En este momento mi ánimo se
extiende para abrazar a toda la Iglesia difundida en el mundo y doy gracias a
Dios por las "noticias" que en estos años del ministerio petrino he
podido recibir acerca de la fe en el Señor Jesucristo y de la caridad que está
en el Cuerpo de la Iglesia y lo hace vivir en el amor y de la esperanza que nos
abre y nos orienta hacia la vida en plenitud, hacia la patria del Cielo.
Siento que he de llevar a todos
en la oración, en un presente que es el de Dios, donde recojo todo
encuentro,
todo viaje, toda visita pastoral. Todo y a todos los recojo en la oración para
confiarlos al Señor porque tenemos pleno conocimiento de su voluntad, con toda
sabiduría e inteligencia espiritual, y porque podemos comportarnos de manera
digna de Él, de su amor, dando fruto en toda obra buena (cfr Col 1,9-10).

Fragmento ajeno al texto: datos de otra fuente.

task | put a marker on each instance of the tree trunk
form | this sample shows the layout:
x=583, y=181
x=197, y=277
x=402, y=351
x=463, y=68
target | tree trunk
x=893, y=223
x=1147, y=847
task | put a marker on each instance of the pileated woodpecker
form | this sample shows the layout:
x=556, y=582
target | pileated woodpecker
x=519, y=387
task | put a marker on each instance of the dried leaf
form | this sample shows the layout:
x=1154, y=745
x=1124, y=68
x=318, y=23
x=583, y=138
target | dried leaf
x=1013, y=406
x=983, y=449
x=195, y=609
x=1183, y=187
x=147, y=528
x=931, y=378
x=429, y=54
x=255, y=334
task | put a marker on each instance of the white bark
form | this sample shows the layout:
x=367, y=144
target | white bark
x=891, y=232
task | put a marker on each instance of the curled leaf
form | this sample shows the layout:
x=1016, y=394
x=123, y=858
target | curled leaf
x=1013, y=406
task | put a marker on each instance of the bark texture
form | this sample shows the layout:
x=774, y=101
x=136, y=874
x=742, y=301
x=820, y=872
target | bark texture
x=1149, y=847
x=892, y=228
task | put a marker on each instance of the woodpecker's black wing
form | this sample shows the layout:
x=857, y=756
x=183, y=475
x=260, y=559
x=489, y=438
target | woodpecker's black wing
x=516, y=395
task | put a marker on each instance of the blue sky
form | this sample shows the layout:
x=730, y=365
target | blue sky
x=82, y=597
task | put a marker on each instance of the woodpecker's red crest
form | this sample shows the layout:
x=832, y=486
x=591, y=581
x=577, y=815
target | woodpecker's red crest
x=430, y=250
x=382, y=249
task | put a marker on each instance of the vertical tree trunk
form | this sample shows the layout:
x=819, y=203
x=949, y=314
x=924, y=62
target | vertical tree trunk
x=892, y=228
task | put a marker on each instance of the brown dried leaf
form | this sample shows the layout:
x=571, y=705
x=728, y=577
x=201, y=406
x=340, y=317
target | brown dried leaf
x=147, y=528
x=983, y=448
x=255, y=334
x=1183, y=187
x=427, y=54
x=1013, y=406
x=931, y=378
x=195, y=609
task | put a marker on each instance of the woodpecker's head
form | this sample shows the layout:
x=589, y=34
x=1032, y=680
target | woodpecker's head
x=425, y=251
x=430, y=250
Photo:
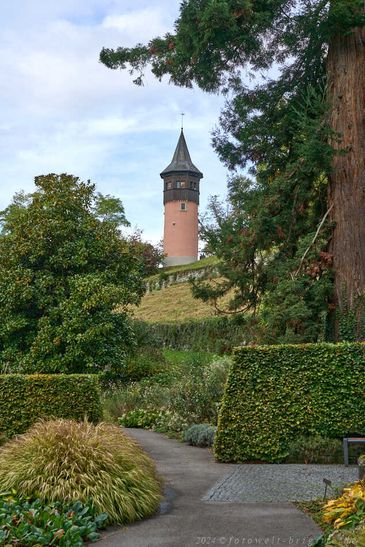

En este momento, hay en mí una
gran confianza, porque sé, sabemos todos nosotros, que la Palabra de verdad del
Evangelio es la fuerza de la Iglesia, es su vida. El Evangelio purifica y
renueva, da fruto, donde esté la comunidad de los creyentes lo escucha y acoge
la gracia de Dios en la verdad y vive en la caridad. Esta es mi confianza, esta
es mi alegría.
Cuando el 19 de abril de hace
casi ocho años, acepté asumir el ministerio petrino, tuve firme esta certeza
que siempre me ha acompañado. En aquel momento, como ya he dicho varias veces,
las palabras que resonaron en mi corazón fueron: "¿Señor, qué cosa me
pides?" Es un peso grande el que me pones sobre la espalda, pero si Tú me
lo pides, en tu palabra lanzaré las redes, seguro que Tú me guiarás.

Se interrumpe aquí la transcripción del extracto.